After filling in the fields, click ‘Set up a connection’. Next, the connection mode page opens, where we see the data as it is uploaded and make changes in the established source–storage connection.

data consulting services

If you click on the ‘Sync now’ button, it will bring up execution logs.

 

Results

Once the download has been completed successfully, we can view the storage vault.

data engineering services

You will easily be able to see the number of generated tables.

data integration consulting

Since we noted that we need to normalize the data, the result is a little less than 400 tables for the [activities, ‘ad_account’, ‘ad_creatives’, ‘ad_sets’, ‘ads’, ‘ads_insights’, ‘campaigns’] streams, and many of them turned out to be empty (as generated by Airbyte).

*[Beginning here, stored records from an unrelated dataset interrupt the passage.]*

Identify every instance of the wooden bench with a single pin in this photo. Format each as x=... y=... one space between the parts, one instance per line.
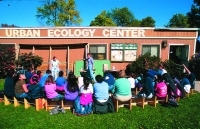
x=162 y=100
x=38 y=103
x=151 y=101
x=138 y=102
x=67 y=104
x=18 y=101
x=49 y=104
x=118 y=104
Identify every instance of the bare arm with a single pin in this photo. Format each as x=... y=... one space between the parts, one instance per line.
x=25 y=88
x=188 y=71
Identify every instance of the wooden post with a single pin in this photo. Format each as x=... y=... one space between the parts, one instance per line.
x=67 y=58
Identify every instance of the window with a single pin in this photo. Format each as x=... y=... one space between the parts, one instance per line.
x=154 y=50
x=98 y=52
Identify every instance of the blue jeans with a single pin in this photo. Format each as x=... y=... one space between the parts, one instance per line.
x=22 y=95
x=90 y=72
x=110 y=88
x=82 y=109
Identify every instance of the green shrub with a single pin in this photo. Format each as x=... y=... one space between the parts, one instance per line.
x=194 y=65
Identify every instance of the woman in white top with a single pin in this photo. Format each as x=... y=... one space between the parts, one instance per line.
x=55 y=67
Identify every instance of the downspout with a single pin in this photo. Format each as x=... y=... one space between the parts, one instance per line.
x=195 y=41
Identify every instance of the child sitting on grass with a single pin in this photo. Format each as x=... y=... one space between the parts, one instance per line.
x=60 y=82
x=20 y=87
x=83 y=103
x=50 y=89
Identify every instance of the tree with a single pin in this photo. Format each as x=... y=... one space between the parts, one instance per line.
x=147 y=22
x=102 y=20
x=59 y=13
x=7 y=59
x=122 y=16
x=135 y=23
x=29 y=60
x=179 y=21
x=6 y=25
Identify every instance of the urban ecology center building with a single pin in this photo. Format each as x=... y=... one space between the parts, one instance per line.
x=111 y=47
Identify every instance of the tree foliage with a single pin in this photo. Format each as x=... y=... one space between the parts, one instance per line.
x=102 y=20
x=29 y=60
x=122 y=16
x=59 y=13
x=7 y=59
x=178 y=20
x=147 y=22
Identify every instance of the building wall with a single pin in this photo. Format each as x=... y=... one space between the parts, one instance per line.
x=48 y=47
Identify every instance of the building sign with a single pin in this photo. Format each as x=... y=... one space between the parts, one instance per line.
x=123 y=52
x=73 y=33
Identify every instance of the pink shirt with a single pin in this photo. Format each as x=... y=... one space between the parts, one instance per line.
x=50 y=90
x=161 y=89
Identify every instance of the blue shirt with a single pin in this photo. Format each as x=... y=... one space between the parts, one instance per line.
x=109 y=79
x=101 y=91
x=90 y=61
x=60 y=81
x=43 y=80
x=185 y=81
x=152 y=73
x=28 y=76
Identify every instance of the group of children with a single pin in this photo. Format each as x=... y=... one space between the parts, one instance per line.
x=88 y=97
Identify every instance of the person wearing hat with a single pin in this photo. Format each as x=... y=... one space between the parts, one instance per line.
x=55 y=67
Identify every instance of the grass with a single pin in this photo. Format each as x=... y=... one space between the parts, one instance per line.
x=186 y=116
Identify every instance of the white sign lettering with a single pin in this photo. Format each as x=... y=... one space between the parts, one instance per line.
x=22 y=33
x=73 y=33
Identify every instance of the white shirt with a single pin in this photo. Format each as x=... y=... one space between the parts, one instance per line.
x=89 y=89
x=132 y=81
x=54 y=64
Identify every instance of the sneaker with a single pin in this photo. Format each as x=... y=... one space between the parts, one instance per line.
x=55 y=99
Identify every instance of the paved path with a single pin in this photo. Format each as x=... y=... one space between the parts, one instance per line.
x=197 y=86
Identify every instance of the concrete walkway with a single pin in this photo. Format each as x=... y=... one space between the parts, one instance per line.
x=197 y=86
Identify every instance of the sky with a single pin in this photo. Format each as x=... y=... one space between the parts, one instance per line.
x=22 y=12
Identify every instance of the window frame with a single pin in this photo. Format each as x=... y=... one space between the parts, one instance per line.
x=149 y=45
x=99 y=45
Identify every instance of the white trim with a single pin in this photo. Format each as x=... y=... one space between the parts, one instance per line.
x=100 y=44
x=98 y=27
x=150 y=44
x=163 y=29
x=97 y=37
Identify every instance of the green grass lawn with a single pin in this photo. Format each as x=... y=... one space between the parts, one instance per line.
x=186 y=116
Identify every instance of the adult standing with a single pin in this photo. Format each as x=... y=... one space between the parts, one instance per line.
x=90 y=66
x=55 y=67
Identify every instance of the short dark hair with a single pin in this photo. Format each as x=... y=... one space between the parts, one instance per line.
x=99 y=78
x=61 y=73
x=48 y=71
x=10 y=73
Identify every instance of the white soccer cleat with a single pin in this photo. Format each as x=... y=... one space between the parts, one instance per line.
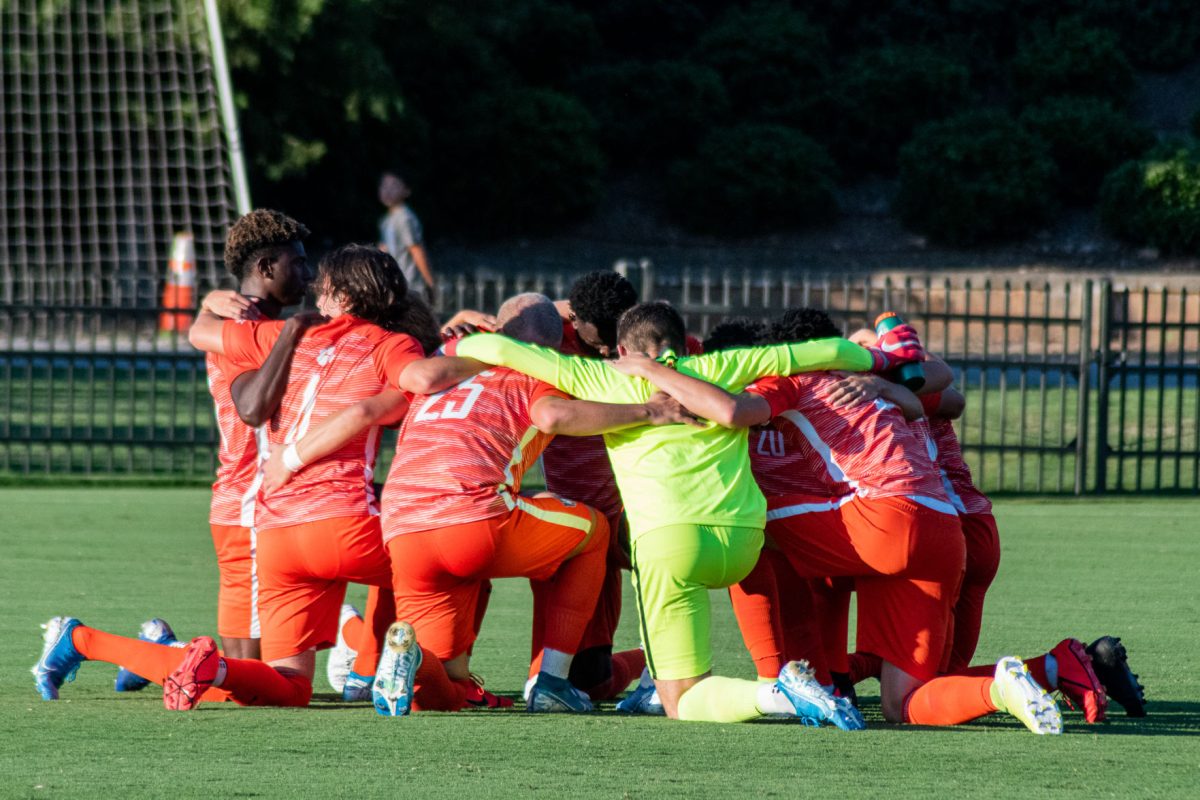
x=1025 y=699
x=393 y=691
x=341 y=657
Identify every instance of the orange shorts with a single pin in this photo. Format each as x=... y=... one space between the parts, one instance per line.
x=438 y=572
x=237 y=595
x=906 y=560
x=303 y=575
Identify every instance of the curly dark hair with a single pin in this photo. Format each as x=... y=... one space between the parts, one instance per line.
x=735 y=332
x=600 y=299
x=257 y=234
x=801 y=325
x=653 y=325
x=370 y=282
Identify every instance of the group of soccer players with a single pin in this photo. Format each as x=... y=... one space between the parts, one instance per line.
x=775 y=461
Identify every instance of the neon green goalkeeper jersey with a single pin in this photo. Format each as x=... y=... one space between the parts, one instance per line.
x=675 y=474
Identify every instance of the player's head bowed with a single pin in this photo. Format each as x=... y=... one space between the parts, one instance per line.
x=367 y=283
x=262 y=233
x=801 y=325
x=653 y=329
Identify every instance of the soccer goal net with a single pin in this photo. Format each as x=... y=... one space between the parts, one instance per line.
x=112 y=142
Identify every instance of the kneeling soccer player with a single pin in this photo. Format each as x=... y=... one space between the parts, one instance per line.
x=315 y=537
x=695 y=513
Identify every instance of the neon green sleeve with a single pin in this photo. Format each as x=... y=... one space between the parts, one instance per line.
x=733 y=370
x=582 y=378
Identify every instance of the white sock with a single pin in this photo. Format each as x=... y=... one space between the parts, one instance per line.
x=772 y=701
x=556 y=662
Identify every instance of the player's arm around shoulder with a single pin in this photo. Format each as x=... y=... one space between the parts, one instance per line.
x=702 y=398
x=389 y=407
x=582 y=378
x=574 y=417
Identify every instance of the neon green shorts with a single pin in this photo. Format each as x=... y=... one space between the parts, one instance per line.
x=673 y=570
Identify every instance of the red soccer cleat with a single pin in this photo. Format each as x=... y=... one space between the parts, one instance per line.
x=184 y=687
x=1078 y=681
x=480 y=698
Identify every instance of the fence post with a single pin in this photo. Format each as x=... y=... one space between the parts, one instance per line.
x=1102 y=389
x=1085 y=364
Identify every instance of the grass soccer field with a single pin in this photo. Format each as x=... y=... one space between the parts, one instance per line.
x=115 y=557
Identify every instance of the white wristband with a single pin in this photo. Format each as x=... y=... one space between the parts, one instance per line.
x=292 y=458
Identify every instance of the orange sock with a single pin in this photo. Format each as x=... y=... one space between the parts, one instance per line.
x=151 y=661
x=432 y=687
x=627 y=666
x=755 y=601
x=951 y=699
x=253 y=683
x=377 y=618
x=865 y=665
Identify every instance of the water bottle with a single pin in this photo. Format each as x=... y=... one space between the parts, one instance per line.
x=912 y=376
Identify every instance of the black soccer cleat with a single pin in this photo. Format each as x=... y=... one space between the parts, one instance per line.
x=1111 y=665
x=844 y=687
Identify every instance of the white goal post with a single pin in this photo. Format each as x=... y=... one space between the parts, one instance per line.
x=118 y=132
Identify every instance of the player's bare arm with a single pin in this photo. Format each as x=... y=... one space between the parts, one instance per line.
x=702 y=398
x=575 y=417
x=257 y=394
x=851 y=389
x=436 y=374
x=389 y=407
x=468 y=322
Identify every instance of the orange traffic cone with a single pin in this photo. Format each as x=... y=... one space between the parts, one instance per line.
x=180 y=289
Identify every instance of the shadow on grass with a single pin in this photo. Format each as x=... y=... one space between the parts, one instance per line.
x=1164 y=719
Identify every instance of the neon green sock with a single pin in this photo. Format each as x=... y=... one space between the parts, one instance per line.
x=720 y=699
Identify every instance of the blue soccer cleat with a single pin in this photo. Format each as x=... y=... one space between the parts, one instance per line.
x=357 y=687
x=643 y=699
x=550 y=693
x=811 y=702
x=60 y=660
x=393 y=691
x=156 y=631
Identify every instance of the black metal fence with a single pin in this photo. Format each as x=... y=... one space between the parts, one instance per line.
x=1072 y=386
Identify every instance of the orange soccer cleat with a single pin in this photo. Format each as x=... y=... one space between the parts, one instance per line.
x=184 y=687
x=1078 y=681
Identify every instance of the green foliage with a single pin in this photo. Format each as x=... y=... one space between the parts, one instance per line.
x=883 y=94
x=1087 y=138
x=1072 y=59
x=653 y=110
x=773 y=60
x=973 y=178
x=1155 y=34
x=522 y=161
x=754 y=179
x=1156 y=200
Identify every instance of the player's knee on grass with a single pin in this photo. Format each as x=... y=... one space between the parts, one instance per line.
x=895 y=686
x=591 y=667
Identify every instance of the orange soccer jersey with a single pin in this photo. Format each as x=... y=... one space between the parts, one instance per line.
x=232 y=511
x=334 y=366
x=868 y=446
x=462 y=452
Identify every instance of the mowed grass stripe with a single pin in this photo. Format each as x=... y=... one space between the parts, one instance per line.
x=115 y=557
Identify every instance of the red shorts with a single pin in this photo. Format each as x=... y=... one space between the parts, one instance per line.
x=438 y=572
x=906 y=560
x=303 y=575
x=238 y=594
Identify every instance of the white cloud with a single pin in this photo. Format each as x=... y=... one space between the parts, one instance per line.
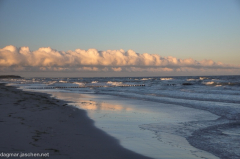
x=48 y=59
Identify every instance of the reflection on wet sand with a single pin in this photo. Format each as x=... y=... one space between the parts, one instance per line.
x=92 y=105
x=85 y=102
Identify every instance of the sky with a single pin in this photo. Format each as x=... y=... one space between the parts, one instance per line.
x=119 y=38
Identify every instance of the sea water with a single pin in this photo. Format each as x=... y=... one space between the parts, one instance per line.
x=168 y=117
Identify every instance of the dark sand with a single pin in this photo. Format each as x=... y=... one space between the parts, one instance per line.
x=35 y=122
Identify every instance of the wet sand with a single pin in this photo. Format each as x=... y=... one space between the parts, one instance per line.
x=36 y=123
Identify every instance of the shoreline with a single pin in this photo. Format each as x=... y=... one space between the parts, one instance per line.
x=34 y=122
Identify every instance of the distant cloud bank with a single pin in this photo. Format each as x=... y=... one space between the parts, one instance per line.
x=92 y=60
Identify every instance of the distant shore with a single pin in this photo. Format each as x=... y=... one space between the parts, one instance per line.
x=9 y=76
x=36 y=124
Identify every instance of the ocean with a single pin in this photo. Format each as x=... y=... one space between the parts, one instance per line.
x=160 y=117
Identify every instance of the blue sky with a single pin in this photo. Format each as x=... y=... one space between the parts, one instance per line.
x=198 y=29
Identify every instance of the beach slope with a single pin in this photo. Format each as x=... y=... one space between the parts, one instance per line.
x=36 y=123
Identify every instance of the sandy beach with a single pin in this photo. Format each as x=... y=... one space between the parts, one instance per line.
x=36 y=123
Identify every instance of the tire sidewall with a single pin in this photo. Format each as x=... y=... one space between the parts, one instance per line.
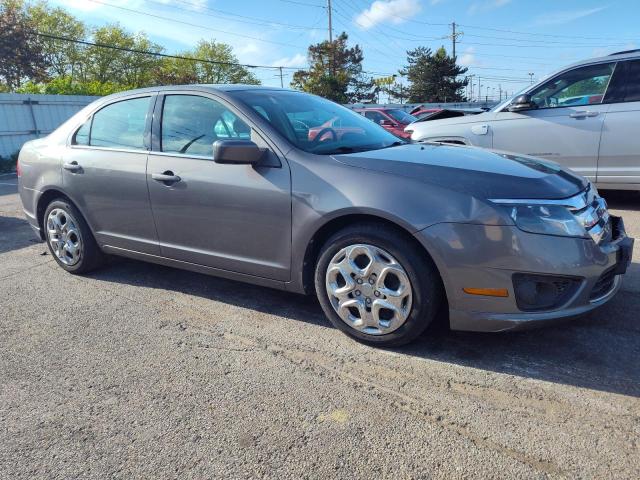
x=425 y=285
x=85 y=233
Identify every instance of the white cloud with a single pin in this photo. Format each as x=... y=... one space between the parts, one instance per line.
x=468 y=57
x=486 y=5
x=298 y=60
x=393 y=11
x=560 y=18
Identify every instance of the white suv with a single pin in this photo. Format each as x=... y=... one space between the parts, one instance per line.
x=585 y=117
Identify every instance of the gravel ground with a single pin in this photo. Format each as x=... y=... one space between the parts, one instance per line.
x=141 y=371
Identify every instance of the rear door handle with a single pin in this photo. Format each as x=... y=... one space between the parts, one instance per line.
x=72 y=166
x=166 y=177
x=583 y=114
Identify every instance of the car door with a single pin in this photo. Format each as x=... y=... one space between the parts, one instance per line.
x=105 y=173
x=230 y=217
x=619 y=160
x=567 y=124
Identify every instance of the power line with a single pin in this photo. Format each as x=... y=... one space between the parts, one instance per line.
x=178 y=57
x=540 y=34
x=190 y=24
x=158 y=54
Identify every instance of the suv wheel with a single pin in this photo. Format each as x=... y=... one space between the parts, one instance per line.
x=377 y=286
x=69 y=238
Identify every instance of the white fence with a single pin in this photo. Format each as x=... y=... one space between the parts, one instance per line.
x=25 y=117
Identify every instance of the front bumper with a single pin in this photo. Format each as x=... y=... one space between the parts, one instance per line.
x=485 y=256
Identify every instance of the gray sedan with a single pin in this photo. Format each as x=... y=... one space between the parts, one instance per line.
x=291 y=191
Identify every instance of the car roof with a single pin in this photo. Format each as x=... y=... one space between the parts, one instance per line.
x=624 y=55
x=223 y=88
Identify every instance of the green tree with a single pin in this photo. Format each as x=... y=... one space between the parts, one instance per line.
x=63 y=57
x=181 y=71
x=433 y=77
x=21 y=52
x=335 y=73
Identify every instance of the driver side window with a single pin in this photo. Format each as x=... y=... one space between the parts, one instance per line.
x=375 y=116
x=581 y=86
x=190 y=125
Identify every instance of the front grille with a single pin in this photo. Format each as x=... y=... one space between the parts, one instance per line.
x=604 y=284
x=593 y=215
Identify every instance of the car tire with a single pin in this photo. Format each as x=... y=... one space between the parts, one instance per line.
x=392 y=248
x=69 y=238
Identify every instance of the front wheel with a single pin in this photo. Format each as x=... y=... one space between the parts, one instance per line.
x=69 y=238
x=376 y=285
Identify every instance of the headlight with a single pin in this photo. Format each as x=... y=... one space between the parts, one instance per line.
x=547 y=219
x=584 y=215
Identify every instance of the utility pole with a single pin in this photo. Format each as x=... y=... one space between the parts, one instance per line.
x=330 y=29
x=281 y=75
x=454 y=38
x=332 y=59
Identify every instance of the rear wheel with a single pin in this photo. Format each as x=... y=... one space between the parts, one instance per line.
x=376 y=285
x=69 y=238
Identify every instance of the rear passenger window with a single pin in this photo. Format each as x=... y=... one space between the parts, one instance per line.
x=190 y=125
x=633 y=82
x=82 y=135
x=121 y=124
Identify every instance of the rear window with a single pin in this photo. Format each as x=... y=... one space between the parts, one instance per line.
x=633 y=82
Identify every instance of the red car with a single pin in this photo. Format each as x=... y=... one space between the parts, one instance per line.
x=392 y=119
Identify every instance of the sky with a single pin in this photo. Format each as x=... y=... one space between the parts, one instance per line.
x=505 y=44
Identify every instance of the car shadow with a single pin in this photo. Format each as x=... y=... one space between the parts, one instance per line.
x=15 y=233
x=599 y=351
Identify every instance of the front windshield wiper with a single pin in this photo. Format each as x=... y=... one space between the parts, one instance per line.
x=394 y=144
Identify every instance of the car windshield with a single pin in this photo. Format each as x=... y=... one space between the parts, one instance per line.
x=402 y=116
x=317 y=125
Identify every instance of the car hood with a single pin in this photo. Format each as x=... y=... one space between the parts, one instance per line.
x=482 y=173
x=481 y=117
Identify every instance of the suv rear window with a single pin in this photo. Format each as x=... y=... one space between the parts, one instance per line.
x=633 y=82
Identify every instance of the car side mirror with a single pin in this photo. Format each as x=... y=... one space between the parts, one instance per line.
x=239 y=152
x=522 y=103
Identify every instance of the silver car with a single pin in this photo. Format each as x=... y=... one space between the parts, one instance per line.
x=249 y=183
x=585 y=117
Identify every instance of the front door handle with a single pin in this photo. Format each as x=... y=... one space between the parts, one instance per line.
x=166 y=177
x=583 y=114
x=72 y=166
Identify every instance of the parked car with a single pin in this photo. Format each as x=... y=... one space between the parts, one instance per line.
x=421 y=111
x=226 y=181
x=585 y=117
x=393 y=120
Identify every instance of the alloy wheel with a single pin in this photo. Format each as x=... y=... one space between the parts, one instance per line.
x=64 y=236
x=369 y=289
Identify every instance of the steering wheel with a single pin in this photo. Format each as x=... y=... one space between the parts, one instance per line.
x=304 y=125
x=321 y=133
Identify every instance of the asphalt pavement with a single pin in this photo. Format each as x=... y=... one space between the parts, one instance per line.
x=142 y=371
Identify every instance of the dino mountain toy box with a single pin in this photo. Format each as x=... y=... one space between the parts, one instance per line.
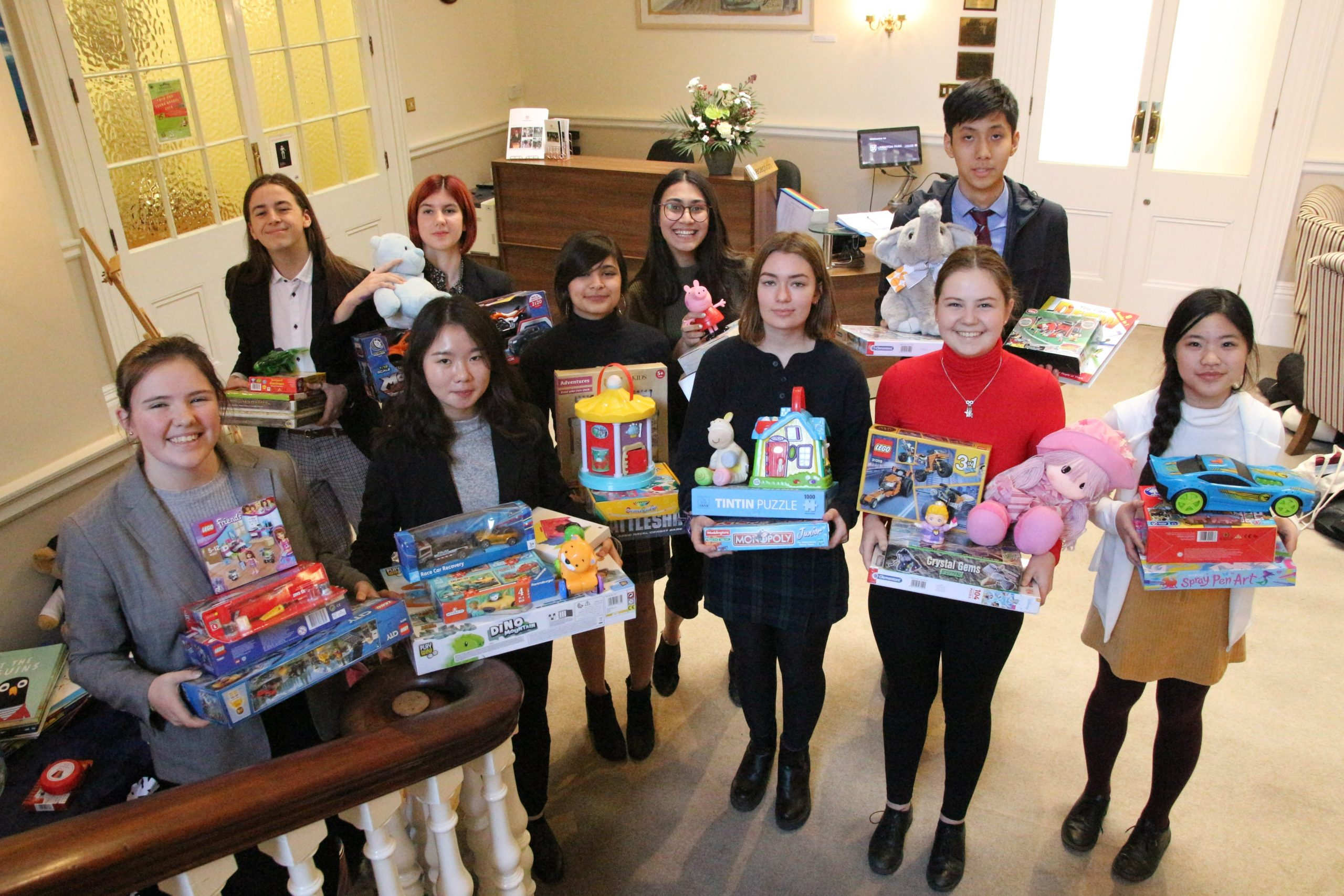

machine learning predictive analytics

Raw data is found in tables named ‘_airbyte_raw_*’. Such tables have only three fields: ‘_airbyte_ab_id’, ‘_airbyte_data’, and ‘_airbyte_emmited_at’. The column ‘_airbyte_data’ is of the type jsonb. The following is and example for ‘_airbyte_raw_ads_insights’:

advancing analytics

In the process of normalizing each field from json, you end up with a separate column. For example, here is part of a list of columns from the ‘ads_insights’ table:

analytics engineering

After receiving the usual normalized table for each stream, various failures are suspected, for example, for ‘ads_insights’:

bi consulting

You need this guide, because it includes:

  • evolution of data stack
  • reasons why many well-known tools do not meet the challenges of the new world
  • vital structure of modern data stack
  • the newest tools for every part of modern data stack
mail

Turn it on to get exclusive guide on modern data stack

Emails suck. This newsletter doesn’t

Subscribe to the newsletter and get the most useful guide on modern data stack

The newsletter

You will also receive other useful materials on data analysis hacks with case examples from our company.